It would appear that Puma hasn’t wholly and entirely grasped the complexity of Veblen Goods as yet. Which is odd, as the entire brand, the company, is built upon the idea itself. The thing that makes it all work, the essence, the nub, is that a Veblen Good is made to be displayed in front of others. That’s the function. Something that, by definition, is worn or used in the comfort of one’s own home, alone, isn’t really going to work all that well.
Thus these video shoes, well:
Puma has released an £80 pair of shoes specifically designed for wearing while playing video games.
The company’s “active gaming footwear” look like high-tech, space-age ankle socks. Puma promises they will deliver “seamless comfort, support and grip so gamers can adapt to different active gaming modes and game their best.”
The idea of wearing special shoes to sit on your sofa and play video games may seem ridiculous, but Matt Shaw, team head of digital marketing and gaming for Puma, said there was a market for athlete-designed clothing.
“Obviously, Puma’s heritage is as a sports brand, but it’s patently obvious to us that our consumer makes very little distinction between athletes in stick-and-ball sports and esports athletes,” he said, earlier this year.
To start from the beginning – a Veblen Good is something which shows off social status.
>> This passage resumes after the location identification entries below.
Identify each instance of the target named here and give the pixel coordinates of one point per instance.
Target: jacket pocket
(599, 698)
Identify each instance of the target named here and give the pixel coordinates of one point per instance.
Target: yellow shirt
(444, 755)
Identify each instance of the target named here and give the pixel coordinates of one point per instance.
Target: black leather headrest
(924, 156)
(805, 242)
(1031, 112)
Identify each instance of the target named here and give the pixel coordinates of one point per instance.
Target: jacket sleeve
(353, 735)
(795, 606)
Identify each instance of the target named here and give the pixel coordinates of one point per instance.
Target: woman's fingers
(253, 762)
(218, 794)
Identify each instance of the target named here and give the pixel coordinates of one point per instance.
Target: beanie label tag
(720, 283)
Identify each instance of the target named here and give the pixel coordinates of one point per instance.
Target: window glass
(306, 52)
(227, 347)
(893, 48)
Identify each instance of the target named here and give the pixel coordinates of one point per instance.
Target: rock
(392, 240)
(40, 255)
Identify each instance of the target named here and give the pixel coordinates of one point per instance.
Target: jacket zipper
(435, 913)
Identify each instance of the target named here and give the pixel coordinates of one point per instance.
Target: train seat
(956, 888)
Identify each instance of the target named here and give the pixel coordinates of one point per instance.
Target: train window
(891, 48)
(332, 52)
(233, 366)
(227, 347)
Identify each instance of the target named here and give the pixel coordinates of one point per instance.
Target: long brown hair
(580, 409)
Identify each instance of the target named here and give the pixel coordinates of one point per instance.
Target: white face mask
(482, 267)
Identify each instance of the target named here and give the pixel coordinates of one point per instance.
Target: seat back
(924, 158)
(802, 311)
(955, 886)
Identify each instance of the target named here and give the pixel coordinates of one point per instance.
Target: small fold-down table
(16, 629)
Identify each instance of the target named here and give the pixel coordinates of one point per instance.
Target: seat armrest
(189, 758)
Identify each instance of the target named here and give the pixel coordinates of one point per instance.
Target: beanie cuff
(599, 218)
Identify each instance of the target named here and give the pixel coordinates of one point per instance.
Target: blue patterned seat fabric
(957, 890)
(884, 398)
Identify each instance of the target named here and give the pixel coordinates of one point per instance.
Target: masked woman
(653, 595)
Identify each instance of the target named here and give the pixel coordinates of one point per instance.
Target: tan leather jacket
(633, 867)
Given that humans are social status seeking beings these work very well with our species. It’s also true that we rarely have just the one social status pyramid. Thus all sorts of things can indeed be that status displaying market. Prison tats, trousers with the crotch at knee level, a Bentley, the pure and clean Chelsea Tractor, an accent and so on and on. Even, these days, having the right (or rather left) view on the environment.
More specifically with the Veblen bit, these are things which are desirable because they are expensive and thus show off that economic version of social status. If you can afford this then you must, be definition, be rich enough to afford this.
The entire Puma/Adidas footwear offering is that you gain that status by wearing the stuff. They’re all made in the same factories that create the Primark £5 versions, largely to the same designs and from the same materials. It is the brand, the marker upon them, that is the Veblen.
Of course, to most of us it screams “twat” with more money than sense. But inside certain social structures having the right tick or whoosh on your trackies indicates status and thereby gets the babes.
But the important thing here is that all are a form of social display, something which rather assumes the display bit. Something which is worn in private to an audience of none doesn’t quite achieve this.
Still, perhaps it’s not all that silly a bet. For the bet being made is that some useful portion of consumers are too stupid to know this themselves. And given modern education systems who is to insist that that’s a losing proposition?